Here is a minimal "working" example:

C++ Code:

#include <pybind11/pybind11.h>
#include <pybind11/numpy.h>
#include <boost/interprocess/managed_shared_memory.hpp>
#include <boost/interprocess/allocators/allocator.hpp>
#include <boost/interprocess/containers/vector.hpp>
#include <string>

namespace py = pybind11;
namespace bip = boost::interprocess;

typedef bip::allocator<float, bip::managed_shared_memory::segment_manager> ShmemAllocator;
typedef bip::vector<float, ShmemAllocator> MyVector;

class SharedMemoryManager {
public:
    SharedMemoryManager(const std::string& name, size_t size) 
        : shm_name(name), shm_size(size), shm(bip::open_or_create, name.c_str(), size) {
        
        allocator = new ShmemAllocator(shm.get_segment_manager());
        vector = shm.find_or_construct<MyVector>("MyVector")(*allocator);
        
        if (vector->empty()) {
            vector->resize(100);
            for (size_t i = 0; i < 100; ++i) {
                (*vector)[i] = static_cast<float>(i);
            }
        }
    }

    ~SharedMemoryManager() {
        delete allocator;
        bip::shared_memory_object::remove(shm_name.c_str());
    }

    py::array_t<float> get_array() {
        return py::array_t<float>(
            {static_cast<ssize_t>(vector->size())},
            {sizeof(float)},
            vector->data(),
            py::capsule(this, [](void *) { /* Empty deleter */ })
        );
    }

private:
    std::string shm_name;
    size_t shm_size;
    bip::managed_shared_memory shm;
    ShmemAllocator* allocator;
    MyVector* vector;
};

PYBIND11_MODULE(segfault_example, m) {
    py::class_<SharedMemoryManager>(m, "SharedMemoryManager")
        .def(py::init<const std::string&, size_t>())
        .def("get_array", &SharedMemoryManager::get_array);
}

Python code

import segfault_example

manager = segfault_example.SharedMemoryManager("MySharedMemory", 65536)  # 64KB shared memory

arr = manager.get_array()
print("Array before destruction:", arr[:5])  # This works fine

del manager

# This causes a segmentation fault
print(arr)

Issue

When the manager is deleted (del manager), it destroys the shared memory, and subsequent access to the NumPy array arr causes a segmentation fault, as the memory it refers to has been removed.

Question

Obviously this is an unwanted situation.
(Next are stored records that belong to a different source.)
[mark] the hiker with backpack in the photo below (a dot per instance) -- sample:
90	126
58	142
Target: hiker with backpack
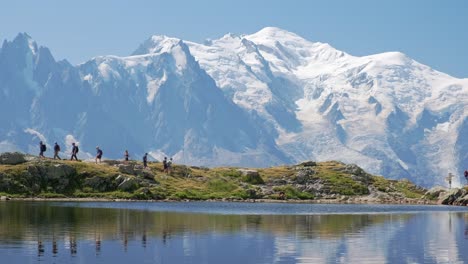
42	148
75	150
145	160
169	166
165	168
56	151
126	155
98	154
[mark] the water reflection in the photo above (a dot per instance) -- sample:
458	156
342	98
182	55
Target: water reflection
41	232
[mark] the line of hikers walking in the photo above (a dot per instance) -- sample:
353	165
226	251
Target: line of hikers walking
167	164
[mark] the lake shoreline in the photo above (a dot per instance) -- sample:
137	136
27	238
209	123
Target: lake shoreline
352	200
25	177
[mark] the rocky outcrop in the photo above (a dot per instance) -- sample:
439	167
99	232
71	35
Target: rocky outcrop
136	170
127	184
251	176
454	197
12	158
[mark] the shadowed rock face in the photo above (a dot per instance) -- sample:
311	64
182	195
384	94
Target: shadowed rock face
12	158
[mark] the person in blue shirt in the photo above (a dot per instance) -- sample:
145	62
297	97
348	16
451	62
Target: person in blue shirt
98	155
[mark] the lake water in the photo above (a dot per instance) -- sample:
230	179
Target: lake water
212	232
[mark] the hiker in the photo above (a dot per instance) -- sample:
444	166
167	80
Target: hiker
145	160
126	155
75	150
169	166
98	154
42	148
56	151
165	165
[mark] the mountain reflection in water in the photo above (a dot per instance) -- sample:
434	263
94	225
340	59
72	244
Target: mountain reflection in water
71	233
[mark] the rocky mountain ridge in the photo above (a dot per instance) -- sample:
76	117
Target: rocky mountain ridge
253	100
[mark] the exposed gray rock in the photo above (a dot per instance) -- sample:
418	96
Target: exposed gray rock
452	195
435	192
12	158
58	171
303	176
251	176
462	200
308	164
127	168
128	184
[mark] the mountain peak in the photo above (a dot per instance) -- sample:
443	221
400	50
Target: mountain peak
23	41
157	44
274	33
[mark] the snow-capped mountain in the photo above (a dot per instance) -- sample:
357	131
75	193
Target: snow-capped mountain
252	100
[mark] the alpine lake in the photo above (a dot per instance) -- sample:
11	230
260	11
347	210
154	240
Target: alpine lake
225	232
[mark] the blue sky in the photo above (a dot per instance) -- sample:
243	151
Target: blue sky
432	32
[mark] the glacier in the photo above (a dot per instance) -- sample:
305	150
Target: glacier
263	99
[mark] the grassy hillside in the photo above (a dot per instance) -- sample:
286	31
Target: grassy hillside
115	180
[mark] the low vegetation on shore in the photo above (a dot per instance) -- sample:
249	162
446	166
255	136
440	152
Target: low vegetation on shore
23	176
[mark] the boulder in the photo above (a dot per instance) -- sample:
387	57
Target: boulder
462	200
58	171
251	176
303	176
12	158
308	164
100	184
435	193
127	184
452	195
127	168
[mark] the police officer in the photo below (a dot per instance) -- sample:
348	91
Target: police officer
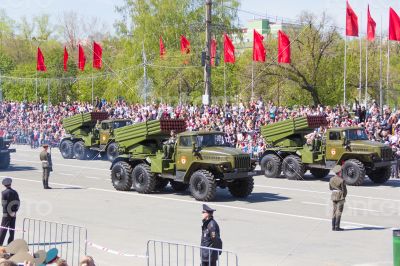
11	203
210	237
47	165
339	193
169	145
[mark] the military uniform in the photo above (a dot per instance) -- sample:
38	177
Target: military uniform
210	237
338	197
47	166
10	201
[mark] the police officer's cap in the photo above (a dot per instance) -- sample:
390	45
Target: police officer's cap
7	181
337	169
207	209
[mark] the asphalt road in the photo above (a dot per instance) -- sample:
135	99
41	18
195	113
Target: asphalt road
282	223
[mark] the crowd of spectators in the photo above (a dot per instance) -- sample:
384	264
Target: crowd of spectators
37	123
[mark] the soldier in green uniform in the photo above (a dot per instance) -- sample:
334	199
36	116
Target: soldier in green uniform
169	145
339	193
47	165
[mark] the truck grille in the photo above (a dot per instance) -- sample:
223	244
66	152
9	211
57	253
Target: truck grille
386	154
242	162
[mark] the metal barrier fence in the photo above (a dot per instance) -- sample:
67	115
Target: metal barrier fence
163	253
70	240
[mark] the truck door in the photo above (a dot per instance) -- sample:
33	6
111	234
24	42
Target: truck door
104	133
184	153
334	145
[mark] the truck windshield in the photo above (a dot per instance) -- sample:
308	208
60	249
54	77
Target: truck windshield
118	124
356	134
211	140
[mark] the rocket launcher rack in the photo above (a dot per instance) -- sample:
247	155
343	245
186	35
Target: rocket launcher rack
129	136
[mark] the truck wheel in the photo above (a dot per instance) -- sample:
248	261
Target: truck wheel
353	172
202	185
271	165
66	148
241	188
319	173
80	151
178	186
293	168
144	181
161	183
381	175
121	176
112	151
5	161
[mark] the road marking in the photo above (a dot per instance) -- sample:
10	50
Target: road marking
320	192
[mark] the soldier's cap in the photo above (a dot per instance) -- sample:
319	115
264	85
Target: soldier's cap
208	209
7	181
337	169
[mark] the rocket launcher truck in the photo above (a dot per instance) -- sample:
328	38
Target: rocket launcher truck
295	146
201	161
89	135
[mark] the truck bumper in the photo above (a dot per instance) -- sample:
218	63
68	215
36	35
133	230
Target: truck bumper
238	175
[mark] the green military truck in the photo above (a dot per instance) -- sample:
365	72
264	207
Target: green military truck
90	134
201	161
288	152
5	153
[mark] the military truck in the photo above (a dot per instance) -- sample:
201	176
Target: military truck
90	134
289	153
201	161
5	153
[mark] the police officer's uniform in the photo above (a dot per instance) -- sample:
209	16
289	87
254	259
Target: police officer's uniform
10	201
339	193
47	166
210	237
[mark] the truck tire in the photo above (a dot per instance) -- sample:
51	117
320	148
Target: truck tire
121	177
353	172
319	173
381	175
202	185
66	149
178	186
293	168
5	160
241	188
80	151
271	165
112	151
143	180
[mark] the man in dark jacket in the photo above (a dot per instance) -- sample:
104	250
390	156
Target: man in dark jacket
339	193
10	202
210	238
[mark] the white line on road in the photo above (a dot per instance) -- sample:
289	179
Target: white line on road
321	192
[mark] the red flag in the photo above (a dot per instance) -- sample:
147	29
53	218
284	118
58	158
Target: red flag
229	50
185	45
394	26
213	51
82	58
65	59
40	65
97	55
370	27
351	21
258	47
283	48
162	48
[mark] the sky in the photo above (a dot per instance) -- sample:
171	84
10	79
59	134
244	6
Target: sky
290	9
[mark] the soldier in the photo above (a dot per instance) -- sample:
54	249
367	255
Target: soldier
210	237
47	165
10	201
339	193
169	145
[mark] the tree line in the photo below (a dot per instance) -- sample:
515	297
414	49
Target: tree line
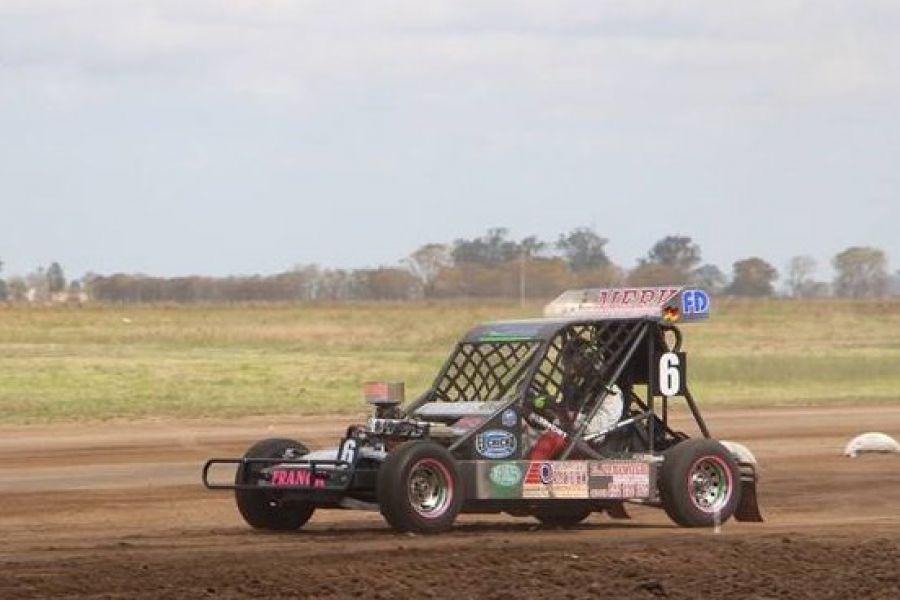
489	266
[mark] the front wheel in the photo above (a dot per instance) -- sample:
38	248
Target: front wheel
419	488
265	509
699	483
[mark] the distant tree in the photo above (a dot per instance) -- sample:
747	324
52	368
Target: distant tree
676	252
800	283
492	249
710	278
531	247
753	277
426	263
861	272
387	283
56	279
583	249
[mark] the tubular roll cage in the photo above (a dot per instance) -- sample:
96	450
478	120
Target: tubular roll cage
617	342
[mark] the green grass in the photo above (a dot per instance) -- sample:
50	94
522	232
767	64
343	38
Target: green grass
70	363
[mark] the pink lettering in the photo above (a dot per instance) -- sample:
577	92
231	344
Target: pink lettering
297	477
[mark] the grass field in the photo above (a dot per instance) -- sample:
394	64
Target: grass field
66	363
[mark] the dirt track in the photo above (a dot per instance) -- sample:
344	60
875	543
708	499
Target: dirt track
116	511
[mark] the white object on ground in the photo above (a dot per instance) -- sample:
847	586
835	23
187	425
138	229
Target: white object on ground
740	451
871	442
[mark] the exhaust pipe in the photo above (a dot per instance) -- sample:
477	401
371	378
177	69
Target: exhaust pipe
748	508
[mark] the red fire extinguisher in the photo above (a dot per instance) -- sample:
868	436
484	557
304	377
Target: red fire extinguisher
548	446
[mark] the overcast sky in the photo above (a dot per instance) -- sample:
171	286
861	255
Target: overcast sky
239	136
So I would like to figure out if either the following is possible without copy-on-read when the shared memory is still available:

  • Is there a way to invalidate the numpy array when the shared memory gets destroyed? I am able to track the reference counter in python, so I know which of those has been assigned to a variable in python.
  • Based on the reference counter I would be able to copy over the shared memory to local memory before destruction of the shared memory. If I would be able to change the pointer to the numpy array this would also be a suitable solution.
  • Anything else I have not thought of.

What I have tried.

I tried to reassign the data pointer to the array by tracking the pointers in a global variable, but that doesn't seem to have any effect as numpy (probably?) dereferences. Perhaps this can be done with more low level python calls?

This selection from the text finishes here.